Hip hop in general, and rap specifically, often carries with it a swagger, braggadocio and way of expression that represents the aggressive, previously-unheard culture from which it sprang. Rap lyrics in particular often incessantly contain the same types of themes and language, sometimes inventive and sometimes degrading. Either way, it introduces teenagers who would have never otherwise been exposed to such "ghetto grammar" as pimp cups, bling-bling and dissin. For teens listening to hip-hop music and watching hip-hop videos day and night, committing the lyrics to memory, the music's language is adopted as their own way of expression, whether they live in Los Angeles, Johannesburg or Dublin.
Watching a rapper flaunt "the good life" in front of his decadently-luxurious rap video mansion, while voluptuous, bikini-clad models bounce their physical assets for the viewing audience, would entice an adult male, let alone a highly-impressionable teen boy, to seek out the same situation for himself. Also, teenage girls who digest these same hip-hop video images, according to some scholars, adopt the viewpoints they present of females as their own self images - whether that image is of females as objects to be desired or females that can only get what they want by working what "mama" and nature gave them. This sexual mindset is believed to lead to increases in promiscuity, unplanned pregnancies and sexually-transmitted diseases among teens.
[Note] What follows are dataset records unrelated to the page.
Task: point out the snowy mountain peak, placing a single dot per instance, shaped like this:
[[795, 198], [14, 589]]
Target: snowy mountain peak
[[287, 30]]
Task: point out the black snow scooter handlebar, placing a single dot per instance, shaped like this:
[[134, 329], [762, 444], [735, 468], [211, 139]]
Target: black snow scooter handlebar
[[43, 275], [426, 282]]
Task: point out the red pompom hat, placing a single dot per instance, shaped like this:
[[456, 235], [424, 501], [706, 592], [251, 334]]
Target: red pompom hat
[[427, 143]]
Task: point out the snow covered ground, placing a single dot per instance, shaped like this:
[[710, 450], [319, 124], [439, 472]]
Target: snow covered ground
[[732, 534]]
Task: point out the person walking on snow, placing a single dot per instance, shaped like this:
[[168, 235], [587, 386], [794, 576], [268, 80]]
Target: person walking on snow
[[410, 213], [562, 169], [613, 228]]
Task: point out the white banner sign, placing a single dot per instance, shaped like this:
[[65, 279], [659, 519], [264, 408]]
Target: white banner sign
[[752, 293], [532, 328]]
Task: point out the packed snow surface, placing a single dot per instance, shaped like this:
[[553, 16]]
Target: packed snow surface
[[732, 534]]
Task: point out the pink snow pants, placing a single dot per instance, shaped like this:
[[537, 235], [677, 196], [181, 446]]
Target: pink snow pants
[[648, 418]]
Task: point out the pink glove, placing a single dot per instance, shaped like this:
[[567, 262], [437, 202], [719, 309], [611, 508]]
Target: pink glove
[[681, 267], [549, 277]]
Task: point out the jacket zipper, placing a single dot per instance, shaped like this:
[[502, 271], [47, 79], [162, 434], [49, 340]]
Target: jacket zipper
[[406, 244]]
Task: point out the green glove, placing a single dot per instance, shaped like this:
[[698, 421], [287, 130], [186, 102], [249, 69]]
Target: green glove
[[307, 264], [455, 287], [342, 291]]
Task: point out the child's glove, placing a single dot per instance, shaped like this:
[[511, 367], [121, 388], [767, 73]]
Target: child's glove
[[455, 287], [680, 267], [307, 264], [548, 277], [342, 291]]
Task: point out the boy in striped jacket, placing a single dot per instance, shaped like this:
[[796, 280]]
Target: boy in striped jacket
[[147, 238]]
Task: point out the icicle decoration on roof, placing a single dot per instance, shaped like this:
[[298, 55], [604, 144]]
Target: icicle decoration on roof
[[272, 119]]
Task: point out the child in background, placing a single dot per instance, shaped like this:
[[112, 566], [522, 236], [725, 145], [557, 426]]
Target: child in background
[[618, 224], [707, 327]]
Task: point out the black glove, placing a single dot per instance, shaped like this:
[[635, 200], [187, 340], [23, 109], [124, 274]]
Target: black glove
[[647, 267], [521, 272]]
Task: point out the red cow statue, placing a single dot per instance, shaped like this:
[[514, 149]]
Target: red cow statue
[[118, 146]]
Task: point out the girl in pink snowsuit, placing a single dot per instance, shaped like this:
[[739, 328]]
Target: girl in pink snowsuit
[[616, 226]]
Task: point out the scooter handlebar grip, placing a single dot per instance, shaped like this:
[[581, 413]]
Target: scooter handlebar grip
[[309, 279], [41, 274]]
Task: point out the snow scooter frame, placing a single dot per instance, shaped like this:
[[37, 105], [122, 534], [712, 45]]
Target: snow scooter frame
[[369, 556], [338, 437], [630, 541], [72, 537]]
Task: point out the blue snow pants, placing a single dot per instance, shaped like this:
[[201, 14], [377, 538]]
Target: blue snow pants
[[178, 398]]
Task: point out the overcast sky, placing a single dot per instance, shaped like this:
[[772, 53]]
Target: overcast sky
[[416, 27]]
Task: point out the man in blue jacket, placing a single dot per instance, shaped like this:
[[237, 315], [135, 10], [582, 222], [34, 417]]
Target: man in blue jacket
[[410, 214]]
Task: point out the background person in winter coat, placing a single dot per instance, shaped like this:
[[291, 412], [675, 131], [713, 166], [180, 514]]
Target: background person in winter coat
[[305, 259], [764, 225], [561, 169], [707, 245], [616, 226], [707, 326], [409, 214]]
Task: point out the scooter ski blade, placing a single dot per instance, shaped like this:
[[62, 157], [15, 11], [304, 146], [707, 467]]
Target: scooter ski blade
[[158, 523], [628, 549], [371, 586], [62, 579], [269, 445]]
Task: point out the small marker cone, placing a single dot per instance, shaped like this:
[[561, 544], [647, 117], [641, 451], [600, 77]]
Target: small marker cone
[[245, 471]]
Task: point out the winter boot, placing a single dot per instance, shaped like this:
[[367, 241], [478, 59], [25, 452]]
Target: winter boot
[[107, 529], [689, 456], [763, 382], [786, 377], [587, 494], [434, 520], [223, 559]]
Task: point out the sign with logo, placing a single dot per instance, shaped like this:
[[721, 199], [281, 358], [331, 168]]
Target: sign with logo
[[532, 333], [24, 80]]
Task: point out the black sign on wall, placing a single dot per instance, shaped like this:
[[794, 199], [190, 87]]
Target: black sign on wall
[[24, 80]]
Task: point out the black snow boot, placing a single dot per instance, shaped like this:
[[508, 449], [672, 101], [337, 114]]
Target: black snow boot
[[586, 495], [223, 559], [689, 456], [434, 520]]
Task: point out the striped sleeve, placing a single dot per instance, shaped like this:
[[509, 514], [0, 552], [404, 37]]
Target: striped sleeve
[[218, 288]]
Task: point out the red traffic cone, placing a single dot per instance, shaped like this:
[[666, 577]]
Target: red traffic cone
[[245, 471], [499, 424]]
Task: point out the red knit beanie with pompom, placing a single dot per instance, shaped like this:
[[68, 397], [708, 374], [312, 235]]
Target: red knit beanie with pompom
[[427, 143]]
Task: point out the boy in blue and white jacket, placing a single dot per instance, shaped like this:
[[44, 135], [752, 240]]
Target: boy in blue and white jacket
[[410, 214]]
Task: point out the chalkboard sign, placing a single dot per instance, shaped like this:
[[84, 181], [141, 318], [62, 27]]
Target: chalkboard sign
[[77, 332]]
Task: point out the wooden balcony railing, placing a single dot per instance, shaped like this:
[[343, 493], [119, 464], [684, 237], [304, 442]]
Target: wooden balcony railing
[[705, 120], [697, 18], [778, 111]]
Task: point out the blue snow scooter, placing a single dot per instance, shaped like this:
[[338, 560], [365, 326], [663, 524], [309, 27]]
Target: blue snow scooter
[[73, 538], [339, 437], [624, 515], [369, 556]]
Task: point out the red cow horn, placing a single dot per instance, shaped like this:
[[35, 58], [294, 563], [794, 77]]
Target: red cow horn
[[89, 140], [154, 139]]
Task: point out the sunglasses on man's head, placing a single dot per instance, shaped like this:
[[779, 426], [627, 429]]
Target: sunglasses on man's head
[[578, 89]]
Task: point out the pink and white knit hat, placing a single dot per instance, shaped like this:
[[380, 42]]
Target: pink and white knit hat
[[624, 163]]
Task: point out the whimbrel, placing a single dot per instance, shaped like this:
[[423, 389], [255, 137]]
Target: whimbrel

Despite criticism of hip hop's descent from lyrics embracing intelligence and social consciousness down to a dungeon featuring endless tales celebrating immoral, gangster behavior, hip hop did exert a positive influence of awareness on teens, particularly those of voting age, by endorsing President Barack Obama's campaign for a successful 2008 election. Well-known rapper Common, for example, notably recited, "My raps ignite the people like Obama" in his song, "The People." Perhaps not surprisingly, young voters of different ethnicities not only gave Obama's campaign their zealous volunteer support, they also gave him 66 percent of their votes, according to national exit polls. That number was up from 54 percent for 18- to 29-year-olds who voted Democrat in the 2004 presidential election, according to the Pew Research Center.